In Quake 3 testing, we find the Pentium IV and the Athlon XP on more even ground. At lower resolutions where performance is more dependent on the memory and CPU subsystem — because the video card can more than handle the data at that resolution — they score nearly identical results. As we get to higher resolutions where the video card is the bottleneck, the scores are almost exactly the same. These higher resolutions are where gamers buying this new hardware run their games, and we see that the video board is most important here.

Conclusion
The price gap is not the enormous factor it once was between Intel’s Pentium IV and the Athlon XP line of CPUs from AMD. Right now a Pentium IV 1.9GHz can be had for around $270, while an Athlon XP 1800+ is available for around $200. Seventy dollars isn’t exactly pocket change, but it isn’t the kind of enormous gap we are used to. Even still, without significantly lowering the price of its CPUs while at the same time increasing clock speed, Intel just can’t compete with the value of AMD processors at this point.

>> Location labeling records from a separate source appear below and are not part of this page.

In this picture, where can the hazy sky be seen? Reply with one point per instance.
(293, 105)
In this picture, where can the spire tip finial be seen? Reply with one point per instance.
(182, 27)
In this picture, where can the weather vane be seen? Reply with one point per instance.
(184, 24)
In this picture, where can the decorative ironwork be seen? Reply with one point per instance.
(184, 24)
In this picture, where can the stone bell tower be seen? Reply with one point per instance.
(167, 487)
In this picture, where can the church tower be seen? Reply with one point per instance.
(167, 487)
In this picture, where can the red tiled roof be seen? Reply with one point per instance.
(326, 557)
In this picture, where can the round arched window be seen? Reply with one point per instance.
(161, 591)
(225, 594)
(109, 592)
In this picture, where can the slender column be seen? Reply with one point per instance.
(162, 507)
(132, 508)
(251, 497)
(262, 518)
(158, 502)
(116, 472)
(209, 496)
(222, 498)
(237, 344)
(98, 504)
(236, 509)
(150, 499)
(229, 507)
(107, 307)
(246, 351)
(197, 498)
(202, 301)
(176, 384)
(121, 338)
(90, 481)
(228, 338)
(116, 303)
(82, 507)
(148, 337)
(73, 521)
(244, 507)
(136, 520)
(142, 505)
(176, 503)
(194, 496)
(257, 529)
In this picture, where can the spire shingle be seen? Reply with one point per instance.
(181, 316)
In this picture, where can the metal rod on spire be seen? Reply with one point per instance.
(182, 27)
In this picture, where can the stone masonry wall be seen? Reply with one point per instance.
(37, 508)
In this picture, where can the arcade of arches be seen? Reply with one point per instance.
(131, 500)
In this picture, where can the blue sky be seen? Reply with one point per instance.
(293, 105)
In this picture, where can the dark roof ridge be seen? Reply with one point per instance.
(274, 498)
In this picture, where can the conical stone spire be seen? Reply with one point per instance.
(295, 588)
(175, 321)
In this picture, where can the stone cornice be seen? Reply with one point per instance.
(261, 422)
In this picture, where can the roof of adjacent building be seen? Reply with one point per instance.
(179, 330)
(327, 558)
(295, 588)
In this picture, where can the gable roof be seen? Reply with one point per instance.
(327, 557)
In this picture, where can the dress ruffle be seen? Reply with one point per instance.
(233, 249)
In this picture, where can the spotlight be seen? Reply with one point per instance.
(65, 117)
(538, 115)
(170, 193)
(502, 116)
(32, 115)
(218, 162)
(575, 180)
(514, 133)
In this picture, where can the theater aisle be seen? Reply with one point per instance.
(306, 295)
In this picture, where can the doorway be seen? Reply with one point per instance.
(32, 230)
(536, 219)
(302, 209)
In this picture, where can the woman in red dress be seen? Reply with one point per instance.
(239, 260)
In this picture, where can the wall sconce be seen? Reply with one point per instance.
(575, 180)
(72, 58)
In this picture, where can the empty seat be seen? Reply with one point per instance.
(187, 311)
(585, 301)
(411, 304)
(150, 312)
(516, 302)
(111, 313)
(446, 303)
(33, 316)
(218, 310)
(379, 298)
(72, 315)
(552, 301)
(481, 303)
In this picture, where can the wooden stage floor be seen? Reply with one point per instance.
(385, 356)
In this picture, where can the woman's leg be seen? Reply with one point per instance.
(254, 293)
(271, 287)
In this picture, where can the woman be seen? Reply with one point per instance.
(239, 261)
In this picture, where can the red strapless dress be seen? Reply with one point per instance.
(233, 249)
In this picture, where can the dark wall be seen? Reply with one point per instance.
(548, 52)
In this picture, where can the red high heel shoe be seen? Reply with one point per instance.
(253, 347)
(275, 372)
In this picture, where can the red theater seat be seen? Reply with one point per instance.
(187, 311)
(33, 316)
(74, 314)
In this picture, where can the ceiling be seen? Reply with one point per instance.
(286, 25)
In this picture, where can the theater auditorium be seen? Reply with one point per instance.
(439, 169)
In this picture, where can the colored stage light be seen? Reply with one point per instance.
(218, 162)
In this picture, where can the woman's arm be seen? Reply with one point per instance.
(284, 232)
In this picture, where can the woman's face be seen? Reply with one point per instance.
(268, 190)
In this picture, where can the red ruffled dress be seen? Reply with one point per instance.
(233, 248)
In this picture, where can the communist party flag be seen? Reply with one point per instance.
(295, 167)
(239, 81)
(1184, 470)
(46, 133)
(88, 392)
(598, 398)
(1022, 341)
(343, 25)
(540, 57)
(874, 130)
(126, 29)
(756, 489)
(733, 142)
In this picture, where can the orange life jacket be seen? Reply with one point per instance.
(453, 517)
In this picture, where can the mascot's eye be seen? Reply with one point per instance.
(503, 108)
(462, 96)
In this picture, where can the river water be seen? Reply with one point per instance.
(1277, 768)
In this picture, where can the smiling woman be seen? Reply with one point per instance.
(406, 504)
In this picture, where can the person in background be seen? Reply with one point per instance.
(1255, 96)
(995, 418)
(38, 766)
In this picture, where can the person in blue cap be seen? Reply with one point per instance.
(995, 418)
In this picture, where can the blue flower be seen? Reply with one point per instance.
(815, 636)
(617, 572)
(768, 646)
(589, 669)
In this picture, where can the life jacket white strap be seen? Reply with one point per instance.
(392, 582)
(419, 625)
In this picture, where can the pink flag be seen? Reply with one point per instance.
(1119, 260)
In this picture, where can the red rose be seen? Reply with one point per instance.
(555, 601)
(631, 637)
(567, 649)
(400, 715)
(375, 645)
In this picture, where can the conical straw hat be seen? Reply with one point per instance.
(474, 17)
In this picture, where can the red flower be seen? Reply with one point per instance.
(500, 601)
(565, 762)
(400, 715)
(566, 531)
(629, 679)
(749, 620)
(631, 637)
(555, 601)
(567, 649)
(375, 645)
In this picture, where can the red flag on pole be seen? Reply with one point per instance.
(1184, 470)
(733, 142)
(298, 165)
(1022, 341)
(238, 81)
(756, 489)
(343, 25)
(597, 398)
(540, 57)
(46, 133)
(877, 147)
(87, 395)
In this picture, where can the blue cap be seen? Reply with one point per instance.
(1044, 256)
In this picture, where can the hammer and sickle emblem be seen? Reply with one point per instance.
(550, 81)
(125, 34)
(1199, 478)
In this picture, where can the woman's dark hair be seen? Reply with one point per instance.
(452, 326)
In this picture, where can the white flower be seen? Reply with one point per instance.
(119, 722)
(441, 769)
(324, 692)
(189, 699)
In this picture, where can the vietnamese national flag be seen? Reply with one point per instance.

It isn’t that the Pentium IV is a bad CPU — I wouldn’t call any of the scores in this batch of tests slow by any means — it is that, for its performance, its price is unwarranted, especially when you add in the cost of a motherboard and the more expensive RDRAM required to get the most performance from a Pentium IV. If you are a staunch supporter of Intel, then you won’t be entirely disappointed with the Pentium IV, but you might not get as much bang for the buck as you would with an Athlon-based chip. The Pentium IV 1.9GHz is available through vendors on Pricewatch for around $270.